La qualifica di socio illimitatamente responsabile non è incompatibile con quella di fideiussore

5 Luglio 2018

Manfredi Sclopis

Cassazione Civile, Sez. I, 22 marzo 2018, n. 7139 – Pres. Ambrosio, Rel. Dolmetta

Con la pronuncia in esame, la Suprema Corte detta un principio importante relativo ai rapporti tra socio e società di persone, stabilendo come la qualifica di socio non pregiudichi a priori la possibilità di regolamentare in altro modo i rapporti tra socio e società, stante la sia pur limitata autonomia patrimoniale di quest’ultima.

Nel caso in esame, un socio di una società di persone aveva impugnato una sentenza della Corte di Appello di Firenze, che aveva revocato un decreto ingiuntivo emesso su istanza del socio nei confronti della società, a titolo di regresso del pagamento di un debito sociale, rispetto al quale il socio aveva prestato idonea fideiussione. A sostegno della pronuncia, il giudice del gravame ha ritenuto l’irriferibilità della qualità di fideiussore con quella di socio illimitatamente responsabile di una società di persone, posto che, mentre il fideiussore garantisce un debito di un soggetto terzo e, una volta prestata la garanzia, ha diritto di rivalersi sul patrimonio del debitore, il socio di una società di persone risponde con il proprio patrimonio di tutti i debiti sociali, che non possono ritenersi a lui estranei, in quanto accumulati nell’espletamento dell’attività sociale.

La Suprema Corte ha “cassato” la sentenza emessa in secondo grado, sulla base del principio secondo cui la società di persone rappresenta un centro autonomo di interessi, non solo rispetto ai terzi ma anche nei confronti del socio stesso, tant’è che così come è plausibile l’instaurazione di rapporti giuridici tra società e terzi, così è altresì possibile che vi siano rapporti tra la società ed il socio, seppur non attinenti alla presenza di quest’ultimo nella compagine sociale.

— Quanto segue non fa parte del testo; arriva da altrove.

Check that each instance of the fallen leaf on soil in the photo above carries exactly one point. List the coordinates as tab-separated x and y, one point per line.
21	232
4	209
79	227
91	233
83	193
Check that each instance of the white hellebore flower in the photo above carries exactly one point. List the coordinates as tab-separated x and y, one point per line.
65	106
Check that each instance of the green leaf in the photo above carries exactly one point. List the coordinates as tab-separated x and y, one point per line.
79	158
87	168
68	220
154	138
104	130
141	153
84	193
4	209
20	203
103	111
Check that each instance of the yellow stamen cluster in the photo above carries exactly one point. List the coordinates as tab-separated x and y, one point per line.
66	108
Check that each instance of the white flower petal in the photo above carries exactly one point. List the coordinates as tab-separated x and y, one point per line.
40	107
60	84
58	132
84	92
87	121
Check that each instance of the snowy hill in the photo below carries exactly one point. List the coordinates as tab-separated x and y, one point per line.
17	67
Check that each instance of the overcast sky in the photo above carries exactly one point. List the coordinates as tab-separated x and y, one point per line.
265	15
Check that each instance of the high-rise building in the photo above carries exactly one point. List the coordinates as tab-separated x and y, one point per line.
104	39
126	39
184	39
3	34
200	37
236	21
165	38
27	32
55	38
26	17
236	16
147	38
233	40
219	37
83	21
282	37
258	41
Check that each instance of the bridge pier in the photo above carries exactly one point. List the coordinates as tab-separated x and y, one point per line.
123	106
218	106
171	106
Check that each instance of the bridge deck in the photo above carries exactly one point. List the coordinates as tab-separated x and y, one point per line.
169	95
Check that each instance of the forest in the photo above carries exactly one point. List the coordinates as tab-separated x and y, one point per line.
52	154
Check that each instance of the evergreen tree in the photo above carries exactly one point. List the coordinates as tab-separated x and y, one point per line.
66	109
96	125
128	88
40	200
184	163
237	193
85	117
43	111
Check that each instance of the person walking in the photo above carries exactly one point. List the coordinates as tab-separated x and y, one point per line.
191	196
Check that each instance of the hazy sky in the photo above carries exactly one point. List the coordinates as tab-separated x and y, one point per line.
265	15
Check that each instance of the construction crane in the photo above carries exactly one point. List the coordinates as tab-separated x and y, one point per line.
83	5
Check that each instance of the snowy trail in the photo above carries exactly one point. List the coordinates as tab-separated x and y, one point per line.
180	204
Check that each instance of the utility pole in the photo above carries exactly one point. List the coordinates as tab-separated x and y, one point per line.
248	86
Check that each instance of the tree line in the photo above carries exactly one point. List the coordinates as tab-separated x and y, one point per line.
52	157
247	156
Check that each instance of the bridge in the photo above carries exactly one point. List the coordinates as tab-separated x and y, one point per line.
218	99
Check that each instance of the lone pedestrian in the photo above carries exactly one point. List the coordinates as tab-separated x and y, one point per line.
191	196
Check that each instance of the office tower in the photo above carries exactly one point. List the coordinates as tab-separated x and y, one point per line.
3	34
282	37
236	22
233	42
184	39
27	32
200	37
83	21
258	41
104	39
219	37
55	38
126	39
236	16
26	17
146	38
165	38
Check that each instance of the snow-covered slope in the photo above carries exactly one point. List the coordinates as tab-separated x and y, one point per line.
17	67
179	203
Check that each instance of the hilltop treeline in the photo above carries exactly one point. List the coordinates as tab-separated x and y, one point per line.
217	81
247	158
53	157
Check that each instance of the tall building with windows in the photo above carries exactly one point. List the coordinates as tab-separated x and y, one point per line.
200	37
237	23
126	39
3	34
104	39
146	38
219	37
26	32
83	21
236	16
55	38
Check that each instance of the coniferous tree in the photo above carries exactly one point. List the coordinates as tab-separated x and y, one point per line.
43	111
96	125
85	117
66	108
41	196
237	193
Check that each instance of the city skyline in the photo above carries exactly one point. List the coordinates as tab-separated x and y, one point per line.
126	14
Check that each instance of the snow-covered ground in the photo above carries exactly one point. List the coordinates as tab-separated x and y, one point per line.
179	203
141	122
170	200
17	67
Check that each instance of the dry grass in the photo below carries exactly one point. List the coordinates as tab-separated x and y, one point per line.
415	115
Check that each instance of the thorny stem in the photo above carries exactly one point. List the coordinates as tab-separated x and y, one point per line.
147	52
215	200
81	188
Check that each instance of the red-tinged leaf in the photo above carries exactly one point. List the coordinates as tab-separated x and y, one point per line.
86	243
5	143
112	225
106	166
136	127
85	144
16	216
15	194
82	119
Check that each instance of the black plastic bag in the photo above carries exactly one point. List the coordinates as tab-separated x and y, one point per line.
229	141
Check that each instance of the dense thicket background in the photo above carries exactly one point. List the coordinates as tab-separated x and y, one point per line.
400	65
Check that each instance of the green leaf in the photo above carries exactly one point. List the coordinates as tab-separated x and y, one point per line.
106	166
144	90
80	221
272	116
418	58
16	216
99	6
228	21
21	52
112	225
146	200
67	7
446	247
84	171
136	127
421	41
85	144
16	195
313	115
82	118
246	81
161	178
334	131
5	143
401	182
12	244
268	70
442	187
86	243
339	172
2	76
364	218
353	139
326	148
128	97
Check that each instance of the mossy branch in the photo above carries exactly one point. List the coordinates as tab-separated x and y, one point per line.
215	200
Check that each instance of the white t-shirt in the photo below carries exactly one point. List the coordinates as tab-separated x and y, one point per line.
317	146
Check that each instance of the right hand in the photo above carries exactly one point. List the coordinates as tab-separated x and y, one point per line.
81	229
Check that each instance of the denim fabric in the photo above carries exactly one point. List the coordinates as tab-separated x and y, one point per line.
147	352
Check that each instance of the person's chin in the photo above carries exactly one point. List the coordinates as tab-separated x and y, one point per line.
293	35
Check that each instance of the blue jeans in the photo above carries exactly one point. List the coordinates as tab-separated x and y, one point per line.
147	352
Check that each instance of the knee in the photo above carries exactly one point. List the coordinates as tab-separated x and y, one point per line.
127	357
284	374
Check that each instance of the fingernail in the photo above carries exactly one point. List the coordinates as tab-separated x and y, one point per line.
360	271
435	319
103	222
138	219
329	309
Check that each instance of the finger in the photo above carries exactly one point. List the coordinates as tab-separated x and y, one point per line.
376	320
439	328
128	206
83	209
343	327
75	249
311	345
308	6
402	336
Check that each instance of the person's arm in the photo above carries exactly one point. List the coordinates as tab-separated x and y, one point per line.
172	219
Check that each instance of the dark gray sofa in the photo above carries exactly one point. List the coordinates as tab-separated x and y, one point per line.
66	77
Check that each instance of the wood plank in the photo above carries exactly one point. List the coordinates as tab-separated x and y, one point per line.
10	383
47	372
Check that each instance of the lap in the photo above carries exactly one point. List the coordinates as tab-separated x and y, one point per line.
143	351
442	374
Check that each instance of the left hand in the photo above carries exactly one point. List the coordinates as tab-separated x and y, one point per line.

La ratio di tale principio è di intuitiva comprensione, se si considera che la fideiussione prestata dal socio alla società potrebbe essere giustificata dalla necessità che il socio rimanga vincolato alla propria obbligazione anche nel caso in cui dovesse alienare la propria partecipazione azionaria a terzi, ovvero per impedire al socio, tutte le volte che il creditore richieda l’adempimento, di pretendere la preventiva escussione della società ai sensi di cui all’art. 2304 cod. civ., norma questa che, come è noto, non si applica alla fideiussione.

Alla luce di tutto quanto sopra esposto, la Suprema Corte ha enunciato il principio di diritto secondo cui “il socio di una società di persone, ancorché illimitatamente responsabile, può validamente prestare fideiussione in favore della società, giacché questa, pur se sprovvista di personalità giuridica, costituisce un distinto centro di interessi e di imputazione di situazioni sostanziali e processuali, dotato di una propria autonomia e capacità rispetto ai soci stessi; la predetta garanzia rientra, infatti, tra quelle prestate per le obbligazioni altrui secondo l’art. 1936 cod. civ., non sovrapponendosi alla garanzia fissata ex lege dalle disposizioni sulla responsabilità illimitata e solidale, potendo invece sussistere altri interessi che ne giustificano l’ottenimento in capo al creditore sociale […]; in tale situazione il socio, il quale sia stato escusso quale fideiussore e, nella qualità, abbia provveduto al pagamento del debito sociale, è legittimato all’esercizio dell’azione di regresso ex art. 1950 cod. civ., contro la società”.